Mangrove dikenal sebagai salah satu ekosistem yang paling efektif dalam menyerap karbon dioksida dari atmosfer. Selain itu, hutan mangrove juga berfungsi sebagai benteng alami yang melindungi garis pantai dari abrasi dan gelombang pasang. Keberadaan ekosistem ini menjadi krusial dalam konteks adaptasi dan mitigasi perubahan iklim yang semakin mendesak.

Program penguatan pengelolaan mangrove di Kaltim mencakup berbagai aspek mulai dari konservasi, rehabilitasi, hingga pemanfaatan berkelanjutan. Pemerintah daerah berupaya mengintegrasikan pengelolaan mangrove dengan program pembangunan daerah yang lebih luas. Pendekatan ini diharapkan dapat menciptakan keseimbangan antara kepentingan ekonomi dan kelestarian lingkungan.

Keterlibatan masyarakat lokal menjadi salah satu kunci keberhasilan program ini. Masyarakat pesisir yang selama ini bergantung pada ekosistem mangrove perlu dilibatkan secara aktif dalam upaya pelestarian. Pemberdayaan masyarakat melalui program-program ekonomi berbasis mangrove juga menjadi bagian penting dari strategi pengelolaan yang berkelanjutan.

Kalimantan Timur sebagai provinsi yang memiliki wilayah pesisir strategis menghadapi tantangan besar terkait perubahan iklim. Kenaikan permukaan air laut dan perubahan pola cuaca menjadi ancaman nyata bagi wilayah pesisir. Penguatan ekosistem mangrove dipandang sebagai salah satu solusi adaptif yang dapat mengurangi kerentanan wilayah terhadap dampak perubahan iklim.
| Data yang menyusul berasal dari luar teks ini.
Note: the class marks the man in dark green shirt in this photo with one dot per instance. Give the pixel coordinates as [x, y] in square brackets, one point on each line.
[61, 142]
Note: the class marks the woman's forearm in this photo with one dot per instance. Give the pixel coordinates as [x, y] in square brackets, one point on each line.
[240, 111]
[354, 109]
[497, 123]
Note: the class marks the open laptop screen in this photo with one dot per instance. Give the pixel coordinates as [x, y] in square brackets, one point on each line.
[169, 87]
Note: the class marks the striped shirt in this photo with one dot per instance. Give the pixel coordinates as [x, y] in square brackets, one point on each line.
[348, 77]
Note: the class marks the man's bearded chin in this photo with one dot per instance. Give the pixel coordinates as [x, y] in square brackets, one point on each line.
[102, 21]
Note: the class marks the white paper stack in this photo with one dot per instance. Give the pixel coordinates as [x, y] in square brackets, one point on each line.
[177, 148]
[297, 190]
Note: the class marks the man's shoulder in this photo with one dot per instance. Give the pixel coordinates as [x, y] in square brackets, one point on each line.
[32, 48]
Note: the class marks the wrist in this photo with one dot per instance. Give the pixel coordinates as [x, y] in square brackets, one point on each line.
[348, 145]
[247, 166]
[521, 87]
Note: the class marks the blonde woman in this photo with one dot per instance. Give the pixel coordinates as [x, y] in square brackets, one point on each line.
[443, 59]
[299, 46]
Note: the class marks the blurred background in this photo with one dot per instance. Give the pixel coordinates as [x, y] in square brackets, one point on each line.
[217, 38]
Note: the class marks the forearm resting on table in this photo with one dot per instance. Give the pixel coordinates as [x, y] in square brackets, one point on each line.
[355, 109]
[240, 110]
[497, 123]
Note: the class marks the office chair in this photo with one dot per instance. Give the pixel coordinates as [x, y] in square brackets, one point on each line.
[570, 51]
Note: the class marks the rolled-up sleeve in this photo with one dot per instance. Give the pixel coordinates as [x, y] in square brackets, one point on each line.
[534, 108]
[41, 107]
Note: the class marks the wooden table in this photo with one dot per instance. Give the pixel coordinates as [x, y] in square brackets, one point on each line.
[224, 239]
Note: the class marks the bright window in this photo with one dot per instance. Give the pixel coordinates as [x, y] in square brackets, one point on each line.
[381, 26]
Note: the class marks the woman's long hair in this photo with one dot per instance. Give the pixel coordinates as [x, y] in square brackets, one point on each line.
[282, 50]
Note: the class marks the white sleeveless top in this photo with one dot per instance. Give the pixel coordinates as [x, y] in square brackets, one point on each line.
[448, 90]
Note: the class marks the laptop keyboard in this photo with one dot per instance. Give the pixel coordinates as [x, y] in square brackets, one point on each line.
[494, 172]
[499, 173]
Detail teknis mengenai luasan kawasan mangrove yang akan dikelola, anggaran yang dialokasikan, serta target waktu pencapaian program belum disampaikan dalam sumber informasi yang tersedia. Informasi lebih lanjut mengenai aspek-aspek teknis pelaksanaan program masih memerlukan konfirmasi dari pihak Pemerintah Provinsi Kalimantan Timur.

Program pengelolaan mangrove ini sejalan dengan komitmen Indonesia dalam upaya global mengatasi perubahan iklim. Indonesia sebagai negara dengan garis pantai terpanjang keempat di dunia memiliki tanggung jawab besar dalam menjaga ekosistem pesisir. Kaltim menjadi salah satu provinsi yang mengambil langkah konkret dalam implementasi komitmen tersebut di tingkat daerah.
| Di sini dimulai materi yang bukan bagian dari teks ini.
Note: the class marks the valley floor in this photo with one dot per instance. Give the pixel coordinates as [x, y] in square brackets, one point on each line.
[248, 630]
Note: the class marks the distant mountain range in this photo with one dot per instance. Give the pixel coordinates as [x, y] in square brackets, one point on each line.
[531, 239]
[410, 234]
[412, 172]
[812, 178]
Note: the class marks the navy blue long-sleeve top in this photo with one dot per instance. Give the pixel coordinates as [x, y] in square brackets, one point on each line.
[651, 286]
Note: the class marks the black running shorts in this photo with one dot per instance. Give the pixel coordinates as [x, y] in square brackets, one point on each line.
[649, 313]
Keberhasilan program ini akan memberikan dampak positif tidak hanya bagi Kaltim tetapi juga menjadi model bagi daerah lain di Indonesia. Ekosistem mangrove yang terjaga dengan baik akan memberikan manfaat ekologis, ekonomis, dan sosial bagi masyarakat. Pemerintah daerah diharapkan dapat memastikan keberlanjutan program ini melalui komitmen jangka panjang dan alokasi sumber daya yang memadai.